Seven children diagnosed with diplegic CP walked independently at self-selected speed. 3D marker trajectories were captured using Vicon (Oxford Metrics, UK) and force data was measured using two AMTI force platforms (Watertown, MA). MR-images were acquired (Philips Ingenia 1.5T) of all subjects lying supine. Firstly, a generic model [6] was scaled using the marker positions of a static pose. Secondly, a MRI-model containing the subject-specific bone structures and muscle paths of all hip and upper leg muscles was created [3]. Thirdly, the generic femur and pelvis geometries and muscle points were transformed onto the image-based femur and pelvis using an advanced non-rigid deformation procedure (Materialise N.V.). For all models, further analyses were performed in OpenSim 3.1 [7]. A kalman smoother procedure was used to calculate joint angles [8]. Muscle forces were calculated using a static optimization minimizing the sum of squared muscle activities. Next, HCFs were calculated and normalized to body weight (BW). First and second peak HCFs were determined and used for a Kruskal-Wallis test to determine differences between models. In case of a significant difference, a post-hoc rank-based multiple comparison test with Bonferonni adjustment was used. Further, average absolute differences in muscle points between the models was calculated, as well as average differences in moment arm lengths (MALs), reflecting muscle function.

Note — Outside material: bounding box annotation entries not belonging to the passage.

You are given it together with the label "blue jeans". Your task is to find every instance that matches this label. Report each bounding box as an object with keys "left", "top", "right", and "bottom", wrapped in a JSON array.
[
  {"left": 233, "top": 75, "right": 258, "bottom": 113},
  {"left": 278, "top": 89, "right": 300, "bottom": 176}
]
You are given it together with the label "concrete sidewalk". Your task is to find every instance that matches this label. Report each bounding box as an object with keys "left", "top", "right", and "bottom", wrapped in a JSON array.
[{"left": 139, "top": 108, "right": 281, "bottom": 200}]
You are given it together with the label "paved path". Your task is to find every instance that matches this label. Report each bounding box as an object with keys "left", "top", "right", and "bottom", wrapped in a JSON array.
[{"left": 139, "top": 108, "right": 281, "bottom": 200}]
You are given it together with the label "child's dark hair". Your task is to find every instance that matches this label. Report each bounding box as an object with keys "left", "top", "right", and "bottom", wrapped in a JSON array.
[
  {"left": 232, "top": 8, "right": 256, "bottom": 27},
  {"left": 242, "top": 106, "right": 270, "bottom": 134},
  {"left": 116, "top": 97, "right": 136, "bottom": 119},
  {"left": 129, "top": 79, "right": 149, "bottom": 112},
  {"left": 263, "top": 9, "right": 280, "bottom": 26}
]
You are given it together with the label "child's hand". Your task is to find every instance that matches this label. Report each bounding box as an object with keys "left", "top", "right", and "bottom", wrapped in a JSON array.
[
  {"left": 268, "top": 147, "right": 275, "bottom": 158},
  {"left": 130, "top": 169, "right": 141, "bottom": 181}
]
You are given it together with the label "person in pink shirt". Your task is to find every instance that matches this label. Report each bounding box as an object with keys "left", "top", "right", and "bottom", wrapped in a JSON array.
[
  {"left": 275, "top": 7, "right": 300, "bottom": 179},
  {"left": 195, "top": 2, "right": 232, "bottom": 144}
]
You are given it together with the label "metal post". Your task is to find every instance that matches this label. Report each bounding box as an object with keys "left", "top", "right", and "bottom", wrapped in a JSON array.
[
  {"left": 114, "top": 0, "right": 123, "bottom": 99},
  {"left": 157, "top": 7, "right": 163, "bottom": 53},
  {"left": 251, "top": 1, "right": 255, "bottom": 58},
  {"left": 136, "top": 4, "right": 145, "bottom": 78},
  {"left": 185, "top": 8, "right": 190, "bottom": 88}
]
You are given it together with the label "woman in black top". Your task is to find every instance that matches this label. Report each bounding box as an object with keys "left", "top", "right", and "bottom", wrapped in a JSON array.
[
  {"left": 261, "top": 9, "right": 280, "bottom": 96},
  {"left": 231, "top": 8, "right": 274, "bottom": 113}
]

Where the scaled generic muscle points differed on average 2.49cm from the MRI points, the non-rigidly deformed points differed 1.54cm from the MRI muscle points. Specifically, the tensor fascia latae differed most between the deformed and MRI models (11.7cm). When considering MALs, the gluteii muscles present an altered function for the generic and deformed models compared to the MRI model for all degrees of freedom of the hip at the time of both HCF peaks. The differences between models resulted in a significantly increased second peak HCF for the MRI models compared to the generic models (first peak average HCF: 3.88BW, 3.95BW and 4.90BW; second peak average HCF: 3.03BW, 4.89BW and 5.32BW for the generic, MRI and non-rigidly deformed models respectively). Although not significantly different, the deformed models calculated slightly increased HCFs compare to the MRI models.

The generic models underestimated HCFs compared to the MRI models, while the non-rigidly deformed models slightly overestimated HCFs. However, differences between the deformed and MRI models in terms of muscle points and MALs remain, specifically for the gluteii muscles. Therefore, further user-guided modification of the model based on MR-images will be necessary.